# kaggle - Learn: Intro to Machine Learning
- https://www.kaggle.com/learn/intro-to-machine-learning
## 7. Machine Learning Competitions
1. rf_m0: Base RadomForest Model
2. rf_m1: rf_Improved #1 - Maximun Features
3. rf_m2: rf_Improved #2 - Max. Features + Tune Parameters
4. dt_m0: Base DecisionTree Model
5. dt_m1: dt_Improved #1 - Maximun Features
6. dt_m2: dt_Improved #2 - Max. Features + Tune Parameters

## Housing Prices Competition for Kaggle Learn Users
- In this exercise, you will create and submit predictions for a Kaggle competition. You can then improve your model (e.g. by adding features) to apply what you've learned and move up the leaderboard.

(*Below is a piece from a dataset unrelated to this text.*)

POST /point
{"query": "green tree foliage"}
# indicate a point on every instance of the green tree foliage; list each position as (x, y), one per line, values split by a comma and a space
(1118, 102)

### 0.- Obtain data that will be the same for all cases (1. - 6.)

In [18]:
# Import necessary libraries
import pandas as pd
from sklearn.ensemble import RandomForestRegressor
from sklearn.tree import DecisionTreeRegressor
from sklearn.model_selection import train_test_split
from sklearn.metrics import mean_absolute_error

In [19]:
# Load data (train.csv) and separate target 'y' - features will be separated later for e/case
df = pd.read_csv('train.csv')
y = df.SalePrice

### 1. rf_m0: Base RadomForest Model + 
### 4. dt_m0: Base DecisionTree Model
- They use the same features cols (basics from the lecture)

In [20]:
# Separate basic features 'X' (same for 1. and 4.)
features = ['LotArea', 'YearBuilt', '1stFlrSF', '2ndFlrSF', 'FullBath',
            'BedroomAbvGr', 'TotRmsAbvGrd']
X = df[features]

# Split into training and validation (test) data (same for 1. and 4.)
train_X, val_X, train_y, val_y = train_test_split(X, y, random_state=18)
# random state could have different wight in dt than in rf (18, 42, 238, 777)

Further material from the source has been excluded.